Don Argemiro Pérez: explorador de la ecología entre los nigüitos y los sietecueros

Apenas ahora terminé de leer el número de Universo Centro del mes de mayo. Por fortuna las noticias de este periódico no tienen nada de noticias. Uno lo lee con el mismo interés con que hablaba con los amigos en El Maracaibo o en Versalles hace muchos años: todo era actual, hasta los chistes viejos y los recuerdos de la niñez, que tienen la rara propiedad de no envejecer. Una y otra vez volvemos a ellos en los encuentros pasajeros o en las navidades y producen la misma risa y los mismos comentarios.

Pero quiero refrescar la memoria o alimentarla, no se...

En Humos Setenteros de David Sierra, hay una cierta historización de las preocupaciones por el medio ambiente y quiero hacer algo de justicia, a un amigo muerto desde hace mucho. Era un hombre admirable, mucho mayor que yo ciertamente, pero dueño de una mentalidad intemporal.

La primera cátedra de Ecología, así, con ese nombre, que hasta donde se fue dictada en Medellín, nació en la Universidad de Medellín a principios de los setenta. La creó, alimentó y sostuvo Argemiro Pérez Patiño, Don Argemiro, profesor de inglés de la universidad y dueño de una vida muy rica en anécdotas. Don Argemiro era quizás, el único suscriptor en la ciudad, de la revista The Ecologist, publicación inglesa pionera en su género, que le llegaba a la librería de Alberto Aguirre.

En la mesa preferida de la cafetería de la Facultad de Derecho, entre tinto y tinto, don Argemiro componía la que sería su siguiente clase.
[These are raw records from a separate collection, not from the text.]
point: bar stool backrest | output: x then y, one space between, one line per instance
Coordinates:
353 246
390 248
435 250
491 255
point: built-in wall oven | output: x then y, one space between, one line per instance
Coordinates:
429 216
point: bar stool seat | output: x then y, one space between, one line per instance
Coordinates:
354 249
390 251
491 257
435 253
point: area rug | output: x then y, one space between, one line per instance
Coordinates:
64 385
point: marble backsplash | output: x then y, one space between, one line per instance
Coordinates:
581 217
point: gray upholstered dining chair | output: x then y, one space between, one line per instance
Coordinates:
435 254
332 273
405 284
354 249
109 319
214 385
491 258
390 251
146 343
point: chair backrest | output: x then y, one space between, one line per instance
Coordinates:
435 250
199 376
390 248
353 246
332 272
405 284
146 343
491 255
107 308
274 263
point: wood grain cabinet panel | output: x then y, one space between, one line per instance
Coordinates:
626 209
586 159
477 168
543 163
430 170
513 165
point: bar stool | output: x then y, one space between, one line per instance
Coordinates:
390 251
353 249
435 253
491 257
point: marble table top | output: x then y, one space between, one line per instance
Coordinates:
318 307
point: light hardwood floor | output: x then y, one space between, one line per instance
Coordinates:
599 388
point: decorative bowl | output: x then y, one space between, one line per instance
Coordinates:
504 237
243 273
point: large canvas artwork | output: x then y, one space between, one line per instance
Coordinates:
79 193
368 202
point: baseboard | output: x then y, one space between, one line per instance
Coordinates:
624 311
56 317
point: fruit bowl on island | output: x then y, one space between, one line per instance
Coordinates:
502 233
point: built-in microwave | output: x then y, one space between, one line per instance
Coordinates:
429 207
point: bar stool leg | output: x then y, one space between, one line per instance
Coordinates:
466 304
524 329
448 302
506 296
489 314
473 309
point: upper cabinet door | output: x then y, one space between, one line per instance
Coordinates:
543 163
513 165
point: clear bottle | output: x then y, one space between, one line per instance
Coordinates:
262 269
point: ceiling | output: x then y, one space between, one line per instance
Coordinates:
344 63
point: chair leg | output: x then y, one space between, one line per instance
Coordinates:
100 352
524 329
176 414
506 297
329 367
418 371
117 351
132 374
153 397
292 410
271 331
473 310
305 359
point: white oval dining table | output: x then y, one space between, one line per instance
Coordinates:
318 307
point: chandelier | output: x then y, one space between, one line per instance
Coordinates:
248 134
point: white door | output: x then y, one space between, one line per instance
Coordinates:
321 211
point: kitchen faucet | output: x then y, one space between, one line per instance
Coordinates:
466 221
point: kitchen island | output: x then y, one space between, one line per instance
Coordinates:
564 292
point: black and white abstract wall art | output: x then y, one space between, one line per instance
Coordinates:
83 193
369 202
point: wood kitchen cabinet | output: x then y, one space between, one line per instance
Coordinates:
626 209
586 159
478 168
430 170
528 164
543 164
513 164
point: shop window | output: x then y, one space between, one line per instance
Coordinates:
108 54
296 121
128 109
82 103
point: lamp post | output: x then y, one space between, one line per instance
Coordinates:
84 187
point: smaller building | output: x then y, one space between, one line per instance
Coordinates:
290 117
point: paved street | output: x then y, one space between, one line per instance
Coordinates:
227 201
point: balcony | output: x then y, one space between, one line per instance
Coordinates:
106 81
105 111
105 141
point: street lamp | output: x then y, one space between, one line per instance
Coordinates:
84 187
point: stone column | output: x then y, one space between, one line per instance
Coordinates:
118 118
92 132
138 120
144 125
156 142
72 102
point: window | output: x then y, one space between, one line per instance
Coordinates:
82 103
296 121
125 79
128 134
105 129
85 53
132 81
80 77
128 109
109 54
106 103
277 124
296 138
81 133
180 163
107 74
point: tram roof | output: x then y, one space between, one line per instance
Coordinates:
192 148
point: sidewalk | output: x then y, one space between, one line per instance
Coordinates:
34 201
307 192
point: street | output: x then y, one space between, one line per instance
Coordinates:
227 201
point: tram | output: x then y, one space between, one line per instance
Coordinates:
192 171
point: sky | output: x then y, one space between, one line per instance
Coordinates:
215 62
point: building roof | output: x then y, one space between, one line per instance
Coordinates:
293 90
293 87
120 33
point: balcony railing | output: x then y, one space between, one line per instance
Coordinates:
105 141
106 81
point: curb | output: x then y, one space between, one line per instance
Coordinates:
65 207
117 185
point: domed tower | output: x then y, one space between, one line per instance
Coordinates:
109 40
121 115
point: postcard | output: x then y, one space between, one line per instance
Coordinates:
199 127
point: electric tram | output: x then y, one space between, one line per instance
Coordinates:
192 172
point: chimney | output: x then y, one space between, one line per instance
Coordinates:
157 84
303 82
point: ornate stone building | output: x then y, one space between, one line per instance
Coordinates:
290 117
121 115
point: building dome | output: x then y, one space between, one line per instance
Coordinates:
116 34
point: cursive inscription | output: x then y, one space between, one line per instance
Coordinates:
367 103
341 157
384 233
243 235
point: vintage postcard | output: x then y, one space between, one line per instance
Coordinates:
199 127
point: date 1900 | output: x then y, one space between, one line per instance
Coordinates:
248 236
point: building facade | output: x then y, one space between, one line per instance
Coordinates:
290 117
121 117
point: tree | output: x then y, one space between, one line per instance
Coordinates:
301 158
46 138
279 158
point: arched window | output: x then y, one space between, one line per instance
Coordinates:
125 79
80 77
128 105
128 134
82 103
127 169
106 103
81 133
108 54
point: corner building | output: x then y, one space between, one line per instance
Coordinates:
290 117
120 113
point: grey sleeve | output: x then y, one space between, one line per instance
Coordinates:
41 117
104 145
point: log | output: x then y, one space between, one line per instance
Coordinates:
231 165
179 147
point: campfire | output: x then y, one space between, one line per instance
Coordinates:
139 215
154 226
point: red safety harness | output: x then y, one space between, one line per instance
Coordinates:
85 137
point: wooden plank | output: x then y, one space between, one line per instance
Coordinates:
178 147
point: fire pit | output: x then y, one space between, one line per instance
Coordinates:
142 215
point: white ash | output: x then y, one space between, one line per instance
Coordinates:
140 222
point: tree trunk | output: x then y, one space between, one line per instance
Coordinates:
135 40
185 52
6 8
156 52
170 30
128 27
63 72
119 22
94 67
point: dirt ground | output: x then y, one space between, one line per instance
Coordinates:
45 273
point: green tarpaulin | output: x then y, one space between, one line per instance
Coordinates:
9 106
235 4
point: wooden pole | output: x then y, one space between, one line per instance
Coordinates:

Allí con él nos sentábamos por lo general Barquillo -Jaime Espinal cuentista nadaista-. Manuel Restrepo Yusti, Gustavo López, Don José María Rojas, Pérez Villa, Don Rómulo Naranjo...

El compromiso de Don Argemiro con la ecología, no era tan solo una pasión intelectual. Compartía con uno de sus cuñados, la propiedad sobre una finca enorme más allá del cementerio de El retiro. En esa finca había no menos de trescientas o cuatrocientas hectáreas de puras cañadas nativas, donde las soledades o barranqueños, el más bello de nuestros pájaros, salía a las once de la mañana dando sus cortos vuelos entre los nigüitos y los sietecueros. Por eso Roberto, hijo de Don Argemiro, desde muy niño llamó a las soledades el pájaro de las once.

Esas cañadas, esperaba Don Argemiro, algún día abrigarían los viejos robledales y campos de pinos romerones que se convirtieron en ferrocarriles mientras Antioquia crecía... Un día, por allá a fines de los setenta, empezaron a verse los primeros copos redondos de verdura brillante de los jóvenes robles. Produjo alborozo en Don Argemiro porque era una demostración de que ello sería posible. Y era tan fuerte su comunión con la vida en general, que un día percibí que pronto moriría, porque me salió con éstas: "Sabe, Federico? Uno se aferra a la vida pero eso no tiene sentido. Después de de todo, usted sabe que nada es eterno y todo se transforma. Y de una vida, salen muchas nuevas y así hasta el infinito...".

Dos o tres meses después, Jaime Espinal publicó una columna en El Mundo, titulada "Con que se nos murió Don Argemiro...".